MLBEDSW-1693 Convert batched FC to Conv

Added support to convert batched FC to conv.
This enables choosing a suitable block-size.

Signed-off-by: Patrik Gustavsson <patrik.gustavsson@arm.com>
Change-Id: Idc49e4fb6d29c554f10a38ece7996a7b7795ffad
diff --git a/ethosu/vela/graph_optimiser.py b/ethosu/vela/graph_optimiser.py
index a57ac82..f6b03f6 100644
--- a/ethosu/vela/graph_optimiser.py
+++ b/ethosu/vela/graph_optimiser.py
@@ -329,11 +329,82 @@
         desired_shape = [batch_size, n_in_elems]

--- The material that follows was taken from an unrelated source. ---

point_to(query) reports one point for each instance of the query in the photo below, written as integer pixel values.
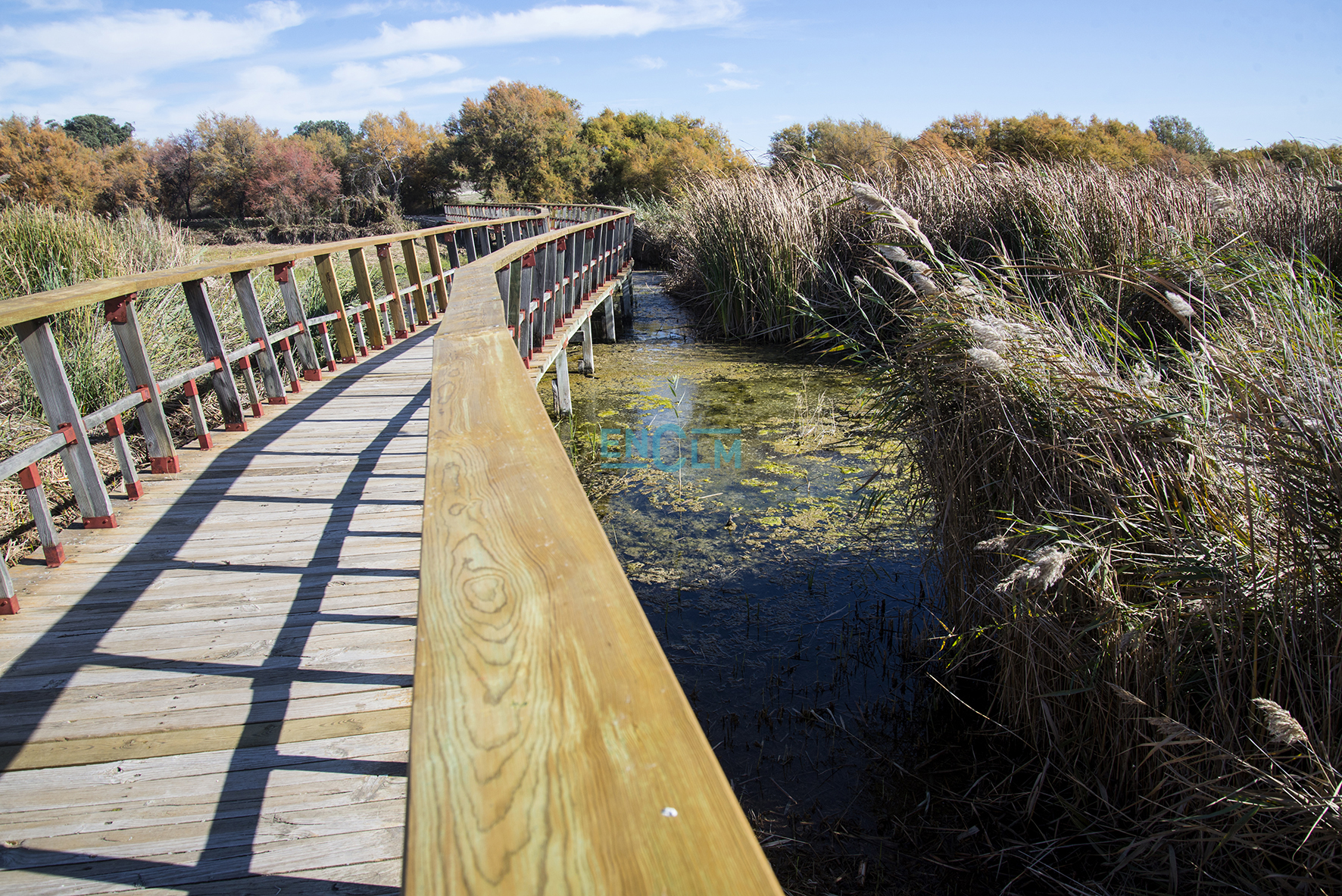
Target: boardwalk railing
(552, 749)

         if inp.shape != desired_shape:
             # mismatch, insert a reshape to fix this.
-            op.inputs[0] = create_reshape_tensor(inp, desired_shape)
+            op.set_input_tensor(create_reshape_tensor(inp, desired_shape), 0)
 
     return op
 
 
+def convert_batched_fc_to_conv(op, arch):
+    if op.type == "FullyConnectedAct":
+        ifm = op.inputs[0]
+        ofm = op.outputs[0]
+        # Check if the FC is 2D and first dimension indicates batching
+        if len(ifm.shape) == len(ofm.shape) == 2 and ifm.shape[0] != 1:
+            n = ifm.shape[0]
+            batching_split = {4: (2, 2), 8: (2, 4), 16: (4, 4)}
+            h, w = batching_split.get(n, (1, n))
+
+            # Convert to convolution
+            op.name += "_conv"
+            op.type = "Conv2DBiasAct"
+            faf = op.attrs.get("fused_activation_function", None)
+            op.attrs = {
+                "dilation": (1, 1, 1, 1),
+                "dilation_h_factor": 1,
+                "dilation_w_factor": 1,
+                "fused_activation_function": faf,
+                "npu_block_type": NpuBlockType.ConvolutionMxN,
+                "padding": b"SAME",
+                "stride_h": 1,
+                "stride_w": 1,
+                "strides": (1, 1, 1, 1),
+            }
+
+            prev_op = ifm.ops[0]
+            desired_shape = [1, h, w, ifm.shape[-1]]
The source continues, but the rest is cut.